Digital content distribution has disrupted several notable industries. With the original iPod media player and iTunes Store, Apple changed the face of the music industry. And the Internet, in particular, has played a role in commoditizing news. All told, digital distribution of media has starkly impacted news, magazines, books, television, music, film and more.
Recently, no industry has been more impacted by digital distribution than video games. Leading the disruption are iOS and Android devices, whose free and inexpensive games, distributed across a massive installed base of powerful and networked tablet and mobile phone form factors, have already disrupted billions of dollars of game revenue. In this blog post, Flurry focuses on how mobile devices have severely altered the shape and flow of revenue in the multi-billion dollar portable game category.
Portable gaming, played primarily on Nintendo DS and Sony PSP devices, has been dominated by these two companies for over two decades. In this model, at retail, consumers pay around $200 for the gaming device and up to $40 for popular game cartridges. Because of the similar form factor, overlap in consumer base (especially younger players on iPod touch) and the casual nature of game content, Flurry combines iOS and Android devices with traditional portable devices to form the category. With the inclusion of smartphone game revenue into the category, shifts taking place in market share become clearer.
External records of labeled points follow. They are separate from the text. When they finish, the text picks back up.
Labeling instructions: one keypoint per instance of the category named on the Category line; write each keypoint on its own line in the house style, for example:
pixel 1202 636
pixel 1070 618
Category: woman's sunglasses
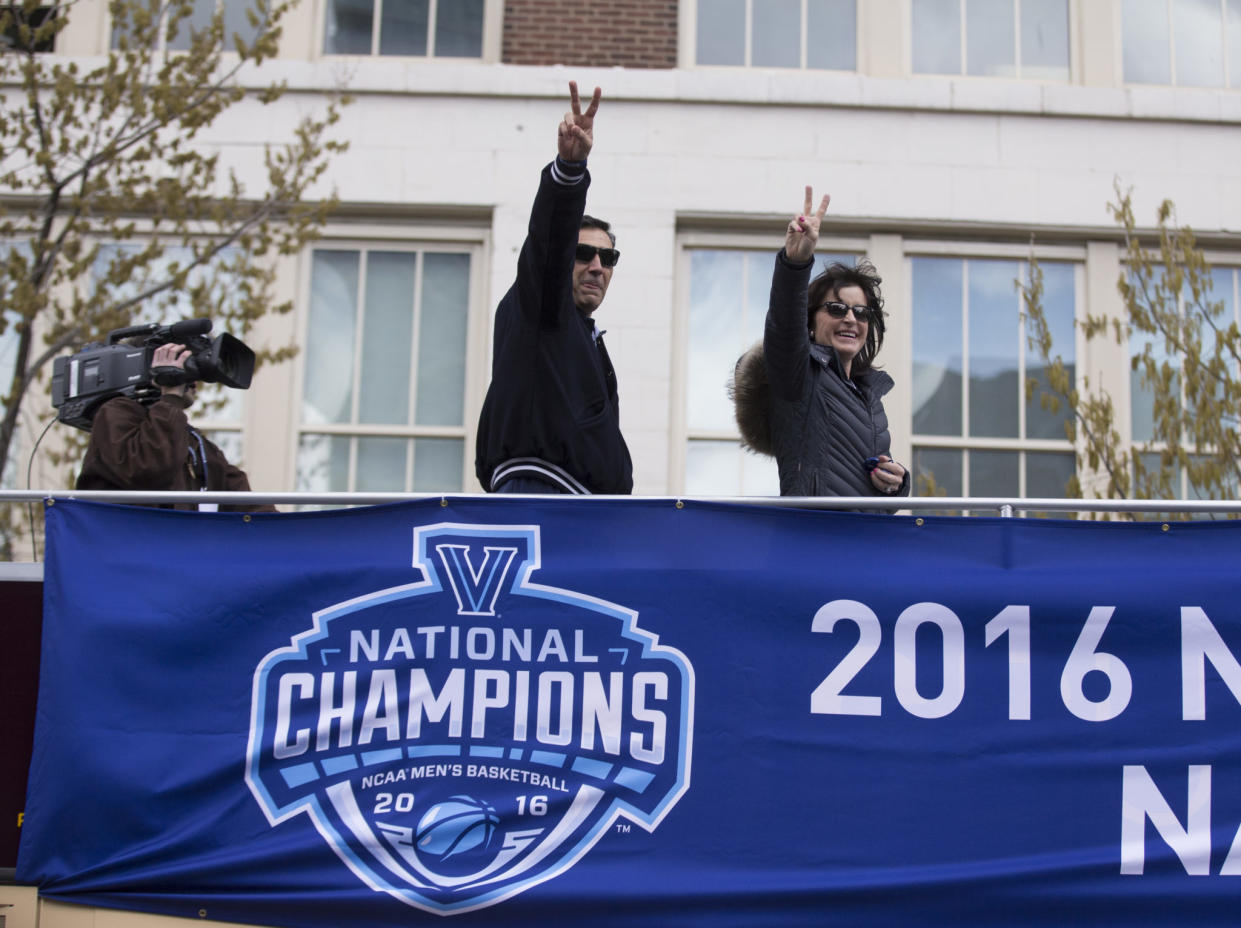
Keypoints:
pixel 839 310
pixel 608 257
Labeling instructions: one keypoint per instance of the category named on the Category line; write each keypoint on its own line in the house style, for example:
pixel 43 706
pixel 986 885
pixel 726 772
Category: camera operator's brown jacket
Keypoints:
pixel 137 447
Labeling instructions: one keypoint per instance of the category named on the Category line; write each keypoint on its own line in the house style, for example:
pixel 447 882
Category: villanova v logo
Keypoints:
pixel 473 733
pixel 473 588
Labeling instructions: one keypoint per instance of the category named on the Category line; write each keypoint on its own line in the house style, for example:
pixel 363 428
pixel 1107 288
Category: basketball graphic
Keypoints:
pixel 456 825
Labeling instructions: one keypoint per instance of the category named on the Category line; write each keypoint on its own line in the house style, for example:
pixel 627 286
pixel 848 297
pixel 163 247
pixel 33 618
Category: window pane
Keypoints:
pixel 8 351
pixel 403 27
pixel 1199 44
pixel 1046 475
pixel 381 464
pixel 1059 308
pixel 777 34
pixel 437 464
pixel 721 32
pixel 387 340
pixel 990 37
pixel 1144 34
pixel 1142 396
pixel 237 21
pixel 441 398
pixel 349 27
pixel 937 346
pixel 994 382
pixel 11 40
pixel 1045 40
pixel 323 464
pixel 197 20
pixel 717 316
pixel 940 467
pixel 832 34
pixel 937 36
pixel 329 357
pixel 994 474
pixel 1235 44
pixel 725 469
pixel 459 29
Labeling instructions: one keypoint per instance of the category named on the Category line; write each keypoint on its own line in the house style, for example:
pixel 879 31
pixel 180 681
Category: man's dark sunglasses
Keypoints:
pixel 608 257
pixel 839 310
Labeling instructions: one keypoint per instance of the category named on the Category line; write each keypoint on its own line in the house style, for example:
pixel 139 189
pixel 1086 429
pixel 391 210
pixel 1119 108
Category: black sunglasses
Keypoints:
pixel 839 310
pixel 608 257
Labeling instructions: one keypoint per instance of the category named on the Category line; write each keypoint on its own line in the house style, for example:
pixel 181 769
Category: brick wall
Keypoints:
pixel 633 34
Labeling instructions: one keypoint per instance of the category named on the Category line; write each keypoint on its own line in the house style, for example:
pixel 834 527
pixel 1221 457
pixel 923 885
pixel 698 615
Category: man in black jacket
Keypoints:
pixel 551 419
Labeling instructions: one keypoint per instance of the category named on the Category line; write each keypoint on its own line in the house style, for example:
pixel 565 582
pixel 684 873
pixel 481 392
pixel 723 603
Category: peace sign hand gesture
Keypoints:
pixel 576 134
pixel 803 230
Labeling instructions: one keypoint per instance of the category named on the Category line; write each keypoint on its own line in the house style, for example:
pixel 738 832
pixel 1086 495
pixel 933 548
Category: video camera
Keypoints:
pixel 83 382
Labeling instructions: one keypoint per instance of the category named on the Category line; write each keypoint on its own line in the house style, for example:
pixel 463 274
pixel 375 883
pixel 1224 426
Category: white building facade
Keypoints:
pixel 953 137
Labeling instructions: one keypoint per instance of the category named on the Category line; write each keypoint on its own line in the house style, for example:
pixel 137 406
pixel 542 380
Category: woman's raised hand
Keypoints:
pixel 803 230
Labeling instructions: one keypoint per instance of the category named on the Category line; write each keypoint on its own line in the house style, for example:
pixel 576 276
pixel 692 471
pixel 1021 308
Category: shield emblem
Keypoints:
pixel 463 737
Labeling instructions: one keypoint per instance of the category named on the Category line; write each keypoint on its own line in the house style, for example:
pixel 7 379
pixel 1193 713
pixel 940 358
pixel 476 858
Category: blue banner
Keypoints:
pixel 494 711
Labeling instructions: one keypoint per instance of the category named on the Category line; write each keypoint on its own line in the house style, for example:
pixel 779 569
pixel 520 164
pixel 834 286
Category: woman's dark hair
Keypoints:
pixel 861 274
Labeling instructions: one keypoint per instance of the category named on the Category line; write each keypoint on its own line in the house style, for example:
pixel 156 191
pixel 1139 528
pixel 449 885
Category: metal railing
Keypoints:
pixel 1003 506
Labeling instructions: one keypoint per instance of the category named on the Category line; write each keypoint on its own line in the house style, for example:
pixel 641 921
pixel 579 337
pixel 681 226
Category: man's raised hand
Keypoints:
pixel 576 134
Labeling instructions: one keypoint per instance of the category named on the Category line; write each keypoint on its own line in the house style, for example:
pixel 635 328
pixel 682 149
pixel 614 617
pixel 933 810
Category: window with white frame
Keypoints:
pixel 974 432
pixel 1183 42
pixel 384 383
pixel 439 29
pixel 1026 39
pixel 236 22
pixel 1225 290
pixel 777 34
pixel 727 305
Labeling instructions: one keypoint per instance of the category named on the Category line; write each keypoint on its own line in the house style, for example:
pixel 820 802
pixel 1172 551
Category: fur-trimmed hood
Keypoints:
pixel 751 400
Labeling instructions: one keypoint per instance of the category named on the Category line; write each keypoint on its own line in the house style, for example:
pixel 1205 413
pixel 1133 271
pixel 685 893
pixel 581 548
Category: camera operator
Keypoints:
pixel 153 447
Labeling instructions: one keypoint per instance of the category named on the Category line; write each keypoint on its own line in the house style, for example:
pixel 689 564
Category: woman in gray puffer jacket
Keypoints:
pixel 824 410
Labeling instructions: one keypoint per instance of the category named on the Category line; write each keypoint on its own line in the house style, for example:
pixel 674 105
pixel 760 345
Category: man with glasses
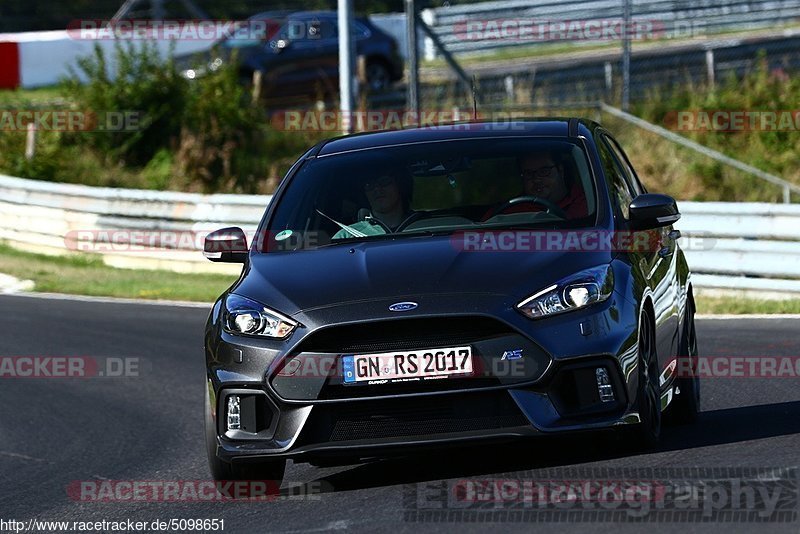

The chart displays the share of U.S. revenue generated for portable games from 2009 to 2011. Note that we project November and December for 2011, based on their ratio to the first 10 months of the year, as observed in 2009 and 2010. Starting on the left, for 2009, we calculate $2.7 billion in total U.S. portable game revenue. For 2010 and 2011, we estimate $2.5 billion and $3.3 billion, respectively.
The most striking trend is that iOS and Android games have tripled their market share from roughly 20% in 2009 to nearly 60% in just two years. Simultaneously, Nintendo, the once dominant player, has been crushed down to owning about one-third of market in 2011, from having controlled more than two-thirds in 2009. Combined, iOS and Android game revenue delivered $500 million, $800 million and $1.9 billion over 2009, 2010 and 2011, respectively.
As reported by Flurry earlier this year, the freemium game model is revolutionizing and expanding revenue on mobile devices. And just as smartphone game revenue has climbed aggressively, Nintendo DS and Sony PSP revenue has dropped precipitously. Over the last three years, Nintendo and Sony posted a combined $2.2 billion, $1.6 billion and $1.4 billion for 2009, 2010 and 2011, respectively.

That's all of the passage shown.